Blockade threat by angry anglers
PUBLISHED: 10:47 03 March 2011
Anglers are threatening to blockade the River Thurne with their boats to stop the dredging of Heigham Sound, near Hickling, which they fear could devastate one of the country’s top pike fishing grounds.
Their worry is that disturbing sediment could trigger an outbreak of the deadly algae prymnesium parva, which decimated fish stocks in the Thurne system in 1969, writes Steve Pullinger.
There was no environmental impact when Broads Authority staff dredged a small area of Heigham Sound last summer during a trial to recreate a lost island at the entrance to Duck Broad.
However, John Currie, a committee member of the Norwich and District Pike Club, said there would be a “huge danger” of resuming dredging so quickly – and stressed the work would represent the biggest dredging project ever carried out in Heigham Sound.
He said the plan to start this month and continue over the summer was the worst possible timing as it was known there was a greater risk of triggering a prymnesium bloom in warmer conditions.
Mr Currie said feelings were running high and there was anger there had been inadequate consultation through the Broads angling strategy group.

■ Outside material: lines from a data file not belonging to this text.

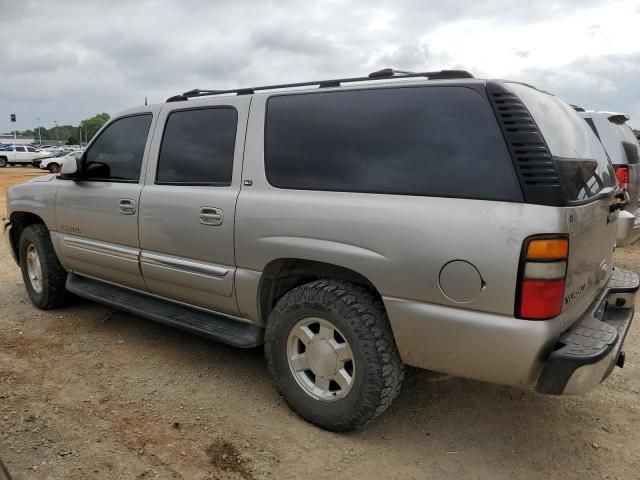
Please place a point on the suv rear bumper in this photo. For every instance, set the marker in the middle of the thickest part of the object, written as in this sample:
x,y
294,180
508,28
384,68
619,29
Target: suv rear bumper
x,y
504,350
589,350
628,227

He said: “We are urging the Authority to at least carry out the work over a two-year period so they can limit dredging to cold water conditions.
“Once you trigger a major bloom of algae there is no way of controlling it. It would be devastating to the economy; the Broads Authority’s own figures estimate that one third of holidaymakers fish.”
Mr Currie said unless the Broads Authority listened, there would certainly be legal protests and some anglers were likely to take the law into their hands – even though that would not be sanctioned by the clubs.
“As well as boat blockades some people have been talking about protesting at the Broads Authority offices in Norwich,” he said.
Trudi Wakelin, the Broads Authority’s director of waterways, said the success of last year’s trial and the effectiveness of their water quality monitoring had been fully reported back to the Broads angling strategy group in October.
She said it had also been made clear to anglers that dredging Heigham Sound was the number one priority as it was a major concern to yachtsmen.
“There have been regular reports of people running aground and there was a lot of concern for last year’s Three Rivers Race,” she said.
Subject to Natural England giving its approval, the dredging would begin later this month.